Chinatrust Commercial Bank, the largest private lender in Taiwan, completed on Tuesday the country's first public RMBS with a NT$5 billion (US$147 million) offering. Lehman Brothers acted as arranger and co-lead managing underwriter, with Fubon Securities, Grand Cathay Securities and Yuanta Core Pacific Securities making up the local syndicate.

The transaction is backed by 2,723 first lien mortgage loans with an average outstanding balance of NT$1.8 million (US$53,000). The weighted average loan-to-value is 73%.

Regulators at the Bureau of Monetary Affairs OK'd the deal in October 2003. Since then, First Commercial Bank completed Taiwan's first MBS in March with a NT$4.28 billion (US$126 million) issue via Deutsche Bank, followed a month later by Taishin International Bank with a NT$4.4 billion (US$129 million) transaction put together by Citibank.

Both of those deals were placed privately. The essential difference between private and public is that bond funds can buy into the latter.

The delay in Chinatrust came because the parties involved sought to go public, according to Patrick Kaye, senior vice president of Lehman's global structured finance group.

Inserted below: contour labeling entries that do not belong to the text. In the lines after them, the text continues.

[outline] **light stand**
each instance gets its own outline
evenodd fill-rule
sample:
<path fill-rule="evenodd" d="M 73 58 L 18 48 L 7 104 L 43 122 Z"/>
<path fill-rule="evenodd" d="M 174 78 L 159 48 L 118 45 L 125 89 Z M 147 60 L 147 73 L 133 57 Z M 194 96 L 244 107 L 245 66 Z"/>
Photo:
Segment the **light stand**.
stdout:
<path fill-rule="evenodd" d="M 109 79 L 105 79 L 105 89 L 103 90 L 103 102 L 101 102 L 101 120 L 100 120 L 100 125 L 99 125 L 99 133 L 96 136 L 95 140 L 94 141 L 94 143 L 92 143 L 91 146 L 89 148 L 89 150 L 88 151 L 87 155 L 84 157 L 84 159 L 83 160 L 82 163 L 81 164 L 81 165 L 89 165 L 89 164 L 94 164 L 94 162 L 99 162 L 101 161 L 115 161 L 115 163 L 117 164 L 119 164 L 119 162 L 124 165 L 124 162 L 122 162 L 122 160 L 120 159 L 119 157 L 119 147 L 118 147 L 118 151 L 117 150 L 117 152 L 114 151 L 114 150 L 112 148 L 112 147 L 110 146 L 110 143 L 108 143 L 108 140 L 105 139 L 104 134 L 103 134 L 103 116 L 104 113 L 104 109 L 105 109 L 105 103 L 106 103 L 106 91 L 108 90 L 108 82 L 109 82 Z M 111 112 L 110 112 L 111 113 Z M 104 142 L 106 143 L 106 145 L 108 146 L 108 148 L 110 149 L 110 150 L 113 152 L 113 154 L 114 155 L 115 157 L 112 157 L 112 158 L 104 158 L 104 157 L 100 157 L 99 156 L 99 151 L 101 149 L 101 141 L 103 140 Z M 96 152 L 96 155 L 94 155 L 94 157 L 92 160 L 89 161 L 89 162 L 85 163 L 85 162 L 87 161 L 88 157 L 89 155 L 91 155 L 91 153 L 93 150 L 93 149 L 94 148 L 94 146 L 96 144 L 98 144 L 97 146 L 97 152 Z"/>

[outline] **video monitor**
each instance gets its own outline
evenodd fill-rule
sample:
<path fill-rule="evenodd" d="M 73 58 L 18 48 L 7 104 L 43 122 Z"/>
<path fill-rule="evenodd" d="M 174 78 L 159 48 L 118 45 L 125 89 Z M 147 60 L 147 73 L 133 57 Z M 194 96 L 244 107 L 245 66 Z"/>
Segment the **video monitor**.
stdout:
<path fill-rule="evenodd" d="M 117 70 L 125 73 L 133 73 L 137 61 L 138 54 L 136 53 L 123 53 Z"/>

"The Chinatrust deal was actually the first to get approval but we felt that the private placement route would not give Chinatrust the execution it wanted, so we regrouped and reoffered the deal publicly," Kaye said. "As a result, substantial cost benefits were achieved, through lower pricing and subordination."

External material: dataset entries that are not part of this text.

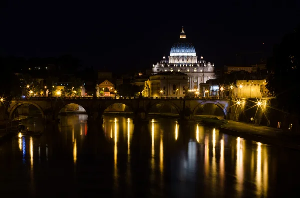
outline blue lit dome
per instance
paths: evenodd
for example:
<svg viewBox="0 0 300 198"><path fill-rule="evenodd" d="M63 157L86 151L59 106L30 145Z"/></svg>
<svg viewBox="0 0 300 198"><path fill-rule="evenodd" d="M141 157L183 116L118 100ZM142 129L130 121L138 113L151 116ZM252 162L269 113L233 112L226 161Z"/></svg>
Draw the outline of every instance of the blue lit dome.
<svg viewBox="0 0 300 198"><path fill-rule="evenodd" d="M186 40L186 35L184 30L184 27L180 34L180 40L178 43L173 45L170 55L171 56L196 56L196 50L194 45Z"/></svg>
<svg viewBox="0 0 300 198"><path fill-rule="evenodd" d="M174 44L171 49L171 55L174 53L192 53L196 54L196 50L192 43L178 42L178 43Z"/></svg>

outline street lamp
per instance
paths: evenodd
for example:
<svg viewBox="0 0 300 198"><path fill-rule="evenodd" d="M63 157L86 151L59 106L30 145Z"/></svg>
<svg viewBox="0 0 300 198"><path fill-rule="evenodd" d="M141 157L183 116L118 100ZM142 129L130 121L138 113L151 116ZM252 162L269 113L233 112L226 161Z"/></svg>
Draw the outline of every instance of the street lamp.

The decision to tap the public market looks to have paid dividends in terms of cost. Both triple-A tranches on FCB and Taishin deal offered 25 basis points over the six-month adjustable mortgage rate. Most mortgages are priced against this, and the current rate is around 1.4%.

Meanwhile, the NT$4.33 billion (US$127 million) of triple-A notes on the Chinatrust deal offer the same 25-point margin, but are marked against the three-month commercial paper index, which is currently around 1.026%. The legal final maturity of the bonds is 22 years with expected average lives of 3.2 years. Taiwan Ratings rated the paper.

In addition, the transaction offered NT$250 million (US$7.3 million) of 9.2-year double-A paper at 55 points and NT$150 million (US$4.4 million) of 11.4-year single-A notes at 80 points, while the NT$130 million (US$3.8 million) 13.1-year triple-B tranche closed at 125 basis points. The issuer will retain an unrated NT$176 million (US$5.2 million) tranche as credit enhancement. That is equivalent to only 3.5% of total capital, which Kaye said highlights the efficiency of the structure.

The margins on the subordinated tranches were wider than equivalent rated pieces in the previous two MBS deals, but when the lower rate of commercial paper is factored in, the cost difference is negligible.

At press time, details on investor allocation were unavailable. However, Kaye was confident that demand was strong.

"The addition of Fubon, Grand Cathay and Yuanta to the underwriting effort had the effect of broadening the distribution effort and giving Chinatrust access to a larger pool of investors," says Kaye. "We believe it was a great team effort between us, the local underwriters and the issuer, who took an intelligent, deliberate approach to the process."

Kaye argues that Chinatrust has set a new standard for Taiwan securitization by avoiding beginner structures' employed on many new Asian transactions. "This has the full spectrum of investment-grade tranches and allowed Chinatrust to match its funding needs without third-party involvement," he says. "It is a pure non-recourse pass-through structure, and the ratings were secured purely on asset quality, subordination, excess spread and the issuer's retention of the small unrated tranche."

He added that the long tenor bodes well for change in a market traditionally focused on the near term.

Elsewhere in Asia, Korea Housing Finance Corporation, the state mortgage company established in March by the Government and Bank of Korea, has completed the second deal from its recently established monthly MBS program (see ASR 6/28, p.18).

Daewoo Securities, Sejong Securities and Hanyang Securities jointly led KHFC's latest W407 billion (US$352.4 million) offering. The transaction, issued out of the MBS 2004 vehicle, was backed by loans originated by Kookmin Bank, Kiupbank, Nonghyup, Woori Bank and Korea Life Insurance.

The deal was split into six tranches, rated triple-A by Korea Ratings and Korea Investors Service, with maturities ranging from three years to 20 years. KHFC's previous issue was split into nine tranches. Call options were attached to tranches beyond five years.

As with its first deal, KHFC was again able to achieve tight pricing with a weighted average coupon of 5%, 57 basis points over Korean treasury bonds. Individual coupons ranged from 4.28% on the three-year piece to 5.20% on the 20-year notes.

Despite criticism in some quarters that more yield could have been given to attract buyers, KHFC has been lauded for actively trying to sell itself and the MBS product. The agency recently held a series of seminars at top hotels in Seoul, inviting securitization professionals to make presentations on how deal structures work and inviting investor feedback on what they seek in future offerings.